Warning: These documents are under active
development and subject to change (version 2.1.0-beta).
The latest release documents are at:
https://purl.dataone.org/architecture
This document outlines the mechanism for specifying authorization policies for objects and service in DataONE and a set of services for controlling access to those objects on Member Nodes and Coordinating Nodes.
Users and services authenticate in DataONE to confirm their identity. The identity is then used for controlling access to objects, systems, and services within the DataONE framework. Requirements for Authorization are listed here:
Privacy and access control in DataONE are primarily for the protection and
integrity of user contributed data and metadata via Member Nodes. There are,
however, other entities in DataONE that also need protection, including DataONE
specific services and system resources, like system metadata and components of
the general software stack (e.g., databases, web servers) for Coordinating and
Member Nodes. For this reason, all resources in DataONE, from data and metadata
objects to system services, have an access policy (Types.AccessPolicy
),
made up of one or more access control rules (Types.AccessRule
),
that is used to determine who may access the resource. The process of confirming
whether a user has privileges to access a resource in DataONE is called
authorization. The act of authorization uses attribute information contained
in the security token obtained by the user when authenticating with their
identity provider, and compares such information to the resource access control
rule. If the rule permits access by the principal requesting the
resource, then authorization succeeds and permission is granted to access the
resource. The algorithm used to evaluate authorization for a resource is
described in the section Object Access Control below.
Because nodes that form the DataONE federation are managed by various administrative domains and may cross multiple political boundaries, “trust” relationships are crucial for DataONE to succeed in its security plan. In simple terms, this means that access control rules that are defined by one member of the federation are upheld be another member. It also means that trust may be revoked if a particular member does not behave accordingly within the federation. Access control rules may be dynamic and must be propagated with the resource they are designated to protect, such as when data or metadata objects are replicated to another Member Node.

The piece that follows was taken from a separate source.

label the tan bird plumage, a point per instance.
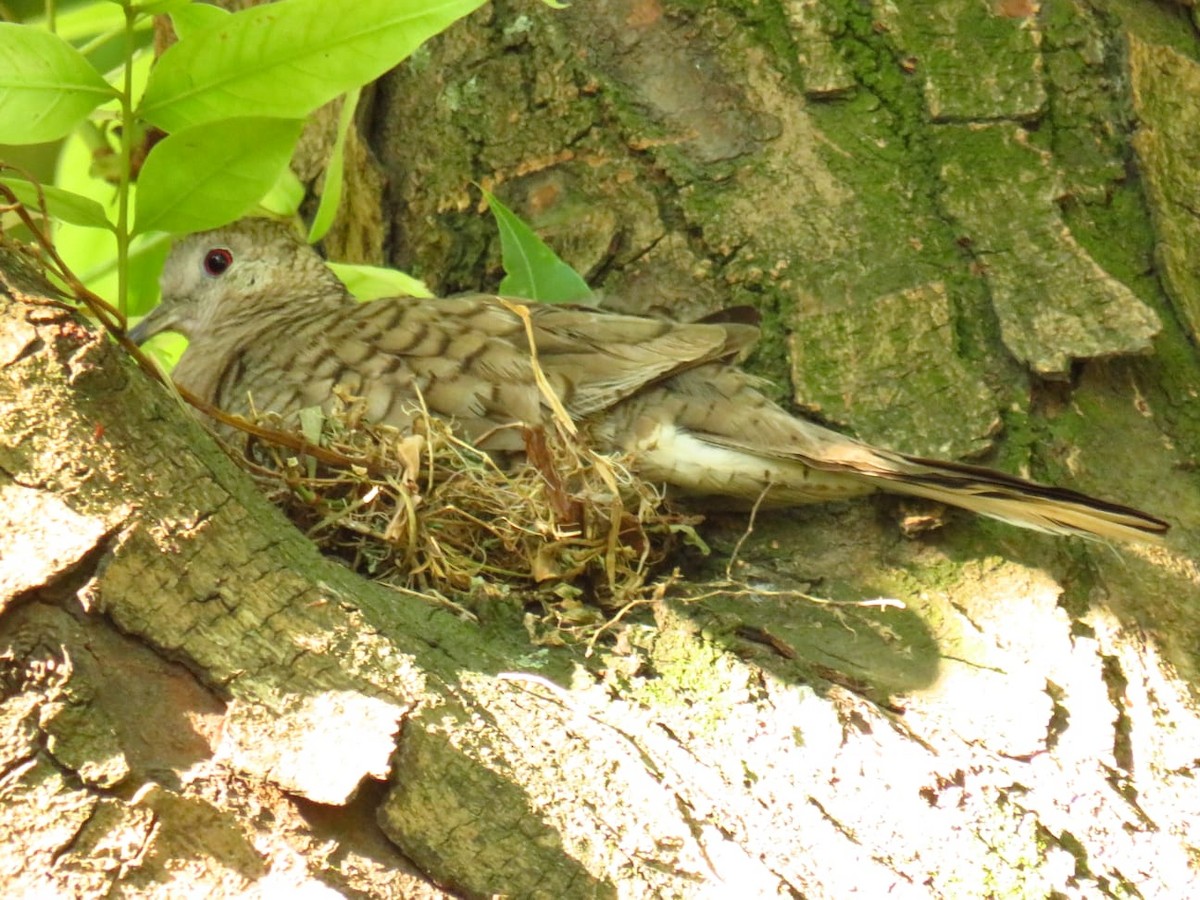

The language that specifies the policy for a given access control rule
dictates only whether a user is allowed access to a given resource; to include
the ability to explicitly deny access to a resource overly complicates
management of the authorization process and is seldom used in practice. Access
rules (Types.AccessRule
) consist of the system identity of the user,
also known as the Subject, the type of permission granted (e.g.,
read, write, or changePermission), and the identifier of the
resource being requested.
An access policy is an optional element of the System Metadata
associated with an object. The default access policy is to deny access to the
object to all users except the subject identified as the
Types.SystemMetadata.rightsHolder
in the System Metadata.
DataONE will provide, where reasonable, a conversion of the internal access control rule to a subset of one or more industry standard policy languages to support interoperability between different organizations.

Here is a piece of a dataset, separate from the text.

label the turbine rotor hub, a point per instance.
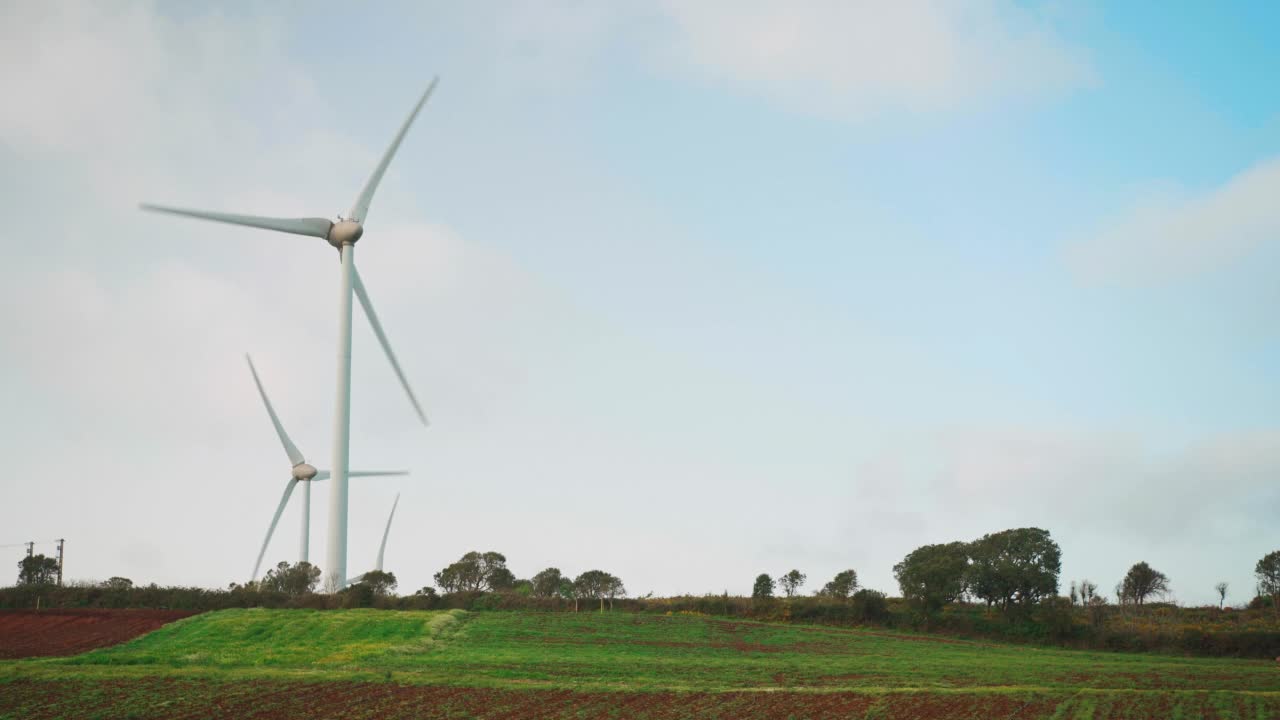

Any authorization system in a federation requires trust among participants. For DataONE, there are five types of trust relationships among nodes in the federation:
Verification of proper technical implementation of these trust relationships is achieved through integration testing of the various components. This involves exercising a wide array of combinations of users, groups, and access control rules to ensure expected behavior as content moves around the DataONE infrastructure.
The DataNet projects have a loosely defined requirement of interoperability between their respective implementations. This also implies that content and services may be shared between projects, and thus there will likely be additional trust relationships that need to be taken into consideration as the DataNet projects progress towards interoperability.

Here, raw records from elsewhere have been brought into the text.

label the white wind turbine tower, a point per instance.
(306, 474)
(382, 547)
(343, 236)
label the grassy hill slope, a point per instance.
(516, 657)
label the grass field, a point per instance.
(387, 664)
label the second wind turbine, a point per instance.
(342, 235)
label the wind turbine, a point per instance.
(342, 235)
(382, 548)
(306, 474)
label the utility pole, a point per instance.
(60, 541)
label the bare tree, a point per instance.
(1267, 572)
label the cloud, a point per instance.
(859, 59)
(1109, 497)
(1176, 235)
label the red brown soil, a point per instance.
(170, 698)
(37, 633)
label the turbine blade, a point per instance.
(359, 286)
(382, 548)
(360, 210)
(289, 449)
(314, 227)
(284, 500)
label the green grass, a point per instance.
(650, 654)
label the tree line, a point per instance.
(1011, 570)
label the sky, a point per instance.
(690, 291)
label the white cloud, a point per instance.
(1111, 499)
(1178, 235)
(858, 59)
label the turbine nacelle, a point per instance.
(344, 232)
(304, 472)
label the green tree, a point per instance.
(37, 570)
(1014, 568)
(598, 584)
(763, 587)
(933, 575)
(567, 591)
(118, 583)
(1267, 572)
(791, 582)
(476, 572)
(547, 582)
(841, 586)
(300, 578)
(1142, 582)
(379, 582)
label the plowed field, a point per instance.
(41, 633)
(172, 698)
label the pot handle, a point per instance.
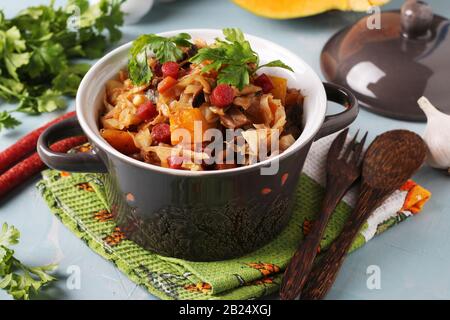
(73, 162)
(336, 122)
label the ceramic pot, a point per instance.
(207, 215)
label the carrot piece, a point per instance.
(26, 145)
(120, 140)
(27, 168)
(166, 84)
(279, 88)
(186, 119)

Access control for content managed by DataONE (Data objects,
Science Metadata objects, and Resource Maps) is determined by
the Types.AccessPolicy
entry in the Types.SystemMetadata
associated with the object.
In addition, the rightsHolder of the System Metadata holds all permissions on the object, and the Authoritative Member Node has equivalent privileges as the rightsHolder.
The Authoritative Member Node is identified by one or more Subjects
listed in the Member Node Types.Node
record registered in the DataONE
node registry. Thus, the Types.NodeReference
entry recorded
in the System Metadata Authoritative Member Node references the Node entry
in the node registry, which in turn contains a list of Subjects that, when
used in a request to access or manipulate an object, identify the user as the
Authoritative Member Node.
Permissions that can be associated with an object include:
Read: | The ability to view the content of this object. |
---|---|
Write: | The ability to change the content of this object via update services. Permissions are hierarchical, so write permission also includes read permission. |
ChangePermission: | |
The ability to change the authorization policies for this object. Includes both read and write permissions. |
Conceptually, an Types.AccessRule
is a tuple with three components:
an identifier which indicates which object the rule applies to; a subject
which indicates who the rule applies to; and a permission which indicates
the level of access described by the rule.
In practice, the access rule is contained in the System Metadata, and so
each access rule contains a permission and list of subjects. A set of access
rules are contained in the Types.AccessPolicy
, and these together
with the rights holder and authoritative member node determine which
subjects may perform operations on an object.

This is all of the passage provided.